Syria and Iran Reveal Western Weakness as Well as Strength

W460

Threats of war and economic sanctions may have resulted in a double diplomatic breakthrough in the Syrian and Iranian crises but, analysts have warned, they also reveal the limits to Western power.

The U.N. Security Council unanimously passed a landmark resolution Friday ordering the destruction of Syria's chemical weapons and condemning a murderous poison gas attack in Damascus.

The major powers overcame a prolonged deadlock to approve the council's first resolution on the Syrian conflict, which the U.N. says has left more than 100,000 dead in 30 months.

Meanwhile U.S. President Barack Obama and Iran's President Hassan Rouhani spoke by phone in the historic, first direct contact between leaders of their estranged nations since the 1979 Islamic revolution.

"Just now, I spoke on the phone with President Rouhani of the Islamic Republic of Iran," Obama said in a televised statement, revealing the most intriguing turn yet in relations between the Islamic Republic and a superpower it branded the Great Satan.

That landmark call was presaged when US Secretary of State John Kerry shook hands and met briefly with a smiling Iranian Foreign Minister Mohammad Javad Zarif on the sidelines of the United Nations on Thursday.

"We now have more belief in the goodwill of both sides," Paul von Maltzahn, the former German ambassador to Iran and vice-president of the German Society for International Policy (DGAP), told Agence France Presse.

"We are witnessing the beginning of a more solid basis for trust between the parties."

Dominique Moisi, of the French Institute of International Relations, believes: "We can say that Western economic sanctions worked in Iran and Syrian President Bashar Assad and the Russians have taken seriously the threats of Western military strikes and changed their behavior."

For Paul Rogers, professor of peace studies at Bradford University, personal chemistry plays an important part too.

"We are lucky that we have Kerry and (Russian counterpart Sergei) Lavrov as leading players, as they have a personal chemistry," he told AFP, while cautioning that "untoward things can suddenly happen".

All in all "there is some measure of cautious optimism on both issues (Syria and Iran) that there wasn't a few weeks ago. But we are not out of the woods by a long stretch," he concluded.

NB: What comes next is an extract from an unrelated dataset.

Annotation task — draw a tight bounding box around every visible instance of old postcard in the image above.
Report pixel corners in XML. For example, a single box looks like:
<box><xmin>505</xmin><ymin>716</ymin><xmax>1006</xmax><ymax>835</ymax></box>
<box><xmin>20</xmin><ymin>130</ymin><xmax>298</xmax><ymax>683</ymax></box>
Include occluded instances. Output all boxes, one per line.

Carrot, stick or another approach?

Is it possible, therefore to speak of a breakthrough for the West, even of a diplomatic victory? The experts are not so sure.

"To say, 'it worked, we showed them that we were the strongest and they had to bow to our will' does not correspond with reality," cautioned Moisi.

"The reality is that in both cases, the Syrians, like the Iranians, like the Russians, realized that the West couldn't really strike. Our stick is very weak so their carrot can go further."

Thierry Coville, of the Institute of International and Strategic Relations (IRIS) believes that "Americans have come to the conclusion that it is not possible to resolve the regional crises - Syria, Iraq, Afghanistan - without direct talks with Iran."

"The Syrian crisis has also opened the eyes of a number of people. They realised that it was not consistent to say 'We want a political solution in Syria' while holding a hawkish stance in Iran."

But while there appears to be more confidence between the major powers, there is more distrust on the ground in Syria.

The divisions between the Free Syrian Army and radical movements is getting deeper and deeper and "Syria will become a bit like Lebanon during the 1980s," says Karim Emile Bitar, an expert on Syria.

But can the diplomatic breakthroughs of the past few weeks solve the region's most intractable problem and enforce a kind of peace between the Palestinians and Israel?

"All cases are strongly linked," notes Moisi. "But if America shows itself to be weak on Iran, can it exert strong pressure on Israel?"

Von Maltzhan summed up the mood.

"We can talk about a move towards less mutual distrust," he said, but it would be "completely premature" to talk of significant progress.